While living in America, Graham was a member of the New York Society Library along with many of the nation's founding fathers and other influential individuals of the time. She is the only woman who is listed under members with a political occupation within the site's database. Although her borrowing history at the library spans only four months, Graham checked out thirteen books during that period. The records of her borrowing history demonstrate her interests in historical and biographical works, as well as novels and travel diaries.

==Philanthropy==
Earlier in her life in Scotland, Graham founded the Penny Society, later known as the Society for the Relief of the Destitute Sick, a friendly society for poor members, who contributed a penny a week to create a fund for providing for them when sick. This organization was the beginning of a life dedicated to philanthropy.
Graham established the Society for the Relief of Poor Widows in 1797. The Society for Relief of Poor Widows with Small Children was one of the first women's societies to engage in active public benevolence and successfully petitioned for shares of public welfare funds. She retired from teaching in 1798 to devote herself completely to philanthropic work.

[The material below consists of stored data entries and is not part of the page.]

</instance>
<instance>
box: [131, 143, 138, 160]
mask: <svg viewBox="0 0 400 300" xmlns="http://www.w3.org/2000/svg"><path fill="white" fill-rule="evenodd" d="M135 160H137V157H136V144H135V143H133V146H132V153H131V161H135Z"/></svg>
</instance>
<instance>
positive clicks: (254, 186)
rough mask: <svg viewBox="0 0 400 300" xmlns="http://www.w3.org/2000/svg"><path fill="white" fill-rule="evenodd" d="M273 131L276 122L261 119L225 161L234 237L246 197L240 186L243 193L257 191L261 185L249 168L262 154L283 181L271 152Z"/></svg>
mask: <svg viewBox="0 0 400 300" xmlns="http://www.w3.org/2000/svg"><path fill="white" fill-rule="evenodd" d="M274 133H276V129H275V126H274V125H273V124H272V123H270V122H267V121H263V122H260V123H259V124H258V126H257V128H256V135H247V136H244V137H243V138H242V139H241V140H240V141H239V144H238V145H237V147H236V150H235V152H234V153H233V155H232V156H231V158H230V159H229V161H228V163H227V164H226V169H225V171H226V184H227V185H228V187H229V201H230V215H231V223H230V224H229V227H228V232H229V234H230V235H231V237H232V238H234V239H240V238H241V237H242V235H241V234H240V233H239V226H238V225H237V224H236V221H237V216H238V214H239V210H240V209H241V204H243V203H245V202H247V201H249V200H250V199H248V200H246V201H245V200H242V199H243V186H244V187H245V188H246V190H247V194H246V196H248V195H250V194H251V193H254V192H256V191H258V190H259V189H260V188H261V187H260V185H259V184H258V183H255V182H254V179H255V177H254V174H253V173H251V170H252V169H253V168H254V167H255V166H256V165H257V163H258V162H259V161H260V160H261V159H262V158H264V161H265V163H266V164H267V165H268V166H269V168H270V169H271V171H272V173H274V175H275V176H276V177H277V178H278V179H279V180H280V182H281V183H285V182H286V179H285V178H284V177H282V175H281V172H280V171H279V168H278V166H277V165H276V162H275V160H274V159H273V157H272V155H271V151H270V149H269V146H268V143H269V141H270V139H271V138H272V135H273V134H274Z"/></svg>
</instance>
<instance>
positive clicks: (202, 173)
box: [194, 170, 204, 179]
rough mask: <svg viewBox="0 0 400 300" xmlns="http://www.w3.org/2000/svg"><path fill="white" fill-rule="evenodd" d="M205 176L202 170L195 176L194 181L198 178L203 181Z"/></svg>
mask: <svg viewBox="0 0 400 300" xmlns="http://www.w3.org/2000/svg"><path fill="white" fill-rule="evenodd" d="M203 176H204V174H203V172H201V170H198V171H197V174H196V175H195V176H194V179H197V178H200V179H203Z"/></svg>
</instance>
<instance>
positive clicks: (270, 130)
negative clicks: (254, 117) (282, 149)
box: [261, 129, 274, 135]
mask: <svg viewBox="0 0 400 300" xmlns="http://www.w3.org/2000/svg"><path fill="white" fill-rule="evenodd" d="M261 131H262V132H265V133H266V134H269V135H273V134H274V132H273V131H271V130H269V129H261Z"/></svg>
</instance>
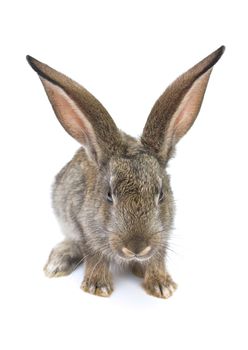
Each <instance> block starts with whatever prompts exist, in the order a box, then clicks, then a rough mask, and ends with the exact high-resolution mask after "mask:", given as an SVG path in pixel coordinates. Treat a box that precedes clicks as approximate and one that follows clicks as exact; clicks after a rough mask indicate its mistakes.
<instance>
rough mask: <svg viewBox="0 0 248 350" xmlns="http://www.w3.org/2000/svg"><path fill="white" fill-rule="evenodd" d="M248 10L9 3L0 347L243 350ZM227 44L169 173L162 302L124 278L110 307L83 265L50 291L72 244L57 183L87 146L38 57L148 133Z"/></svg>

Throughout her life, Graham also founded, or helped organize, the Orphan Asylum Society (organized 1806), the Society for Promoting Industry among the Poor, and the first Sunday School for Ignorant Adults in New York. She also aided in organizing the first missionary society and the first monthly missionary prayer meeting in the city; was the first president of the Magdalen Society of New-York (founded 1812); systematically visited the inmates of the hospital, and the sick female convicts in the state prison; and distributed Bibles to hundreds of families, as well as tracts prepared under her own direction. She believed that cultivating piety and Christian morality was the key to lifting widows out of poverty.

==Legacy==
Graham's memoir, The Power of Faith: Exemplified in the Life and Writings of Mrs. Isabella Graham published in 1822 is available in interactive digital copy.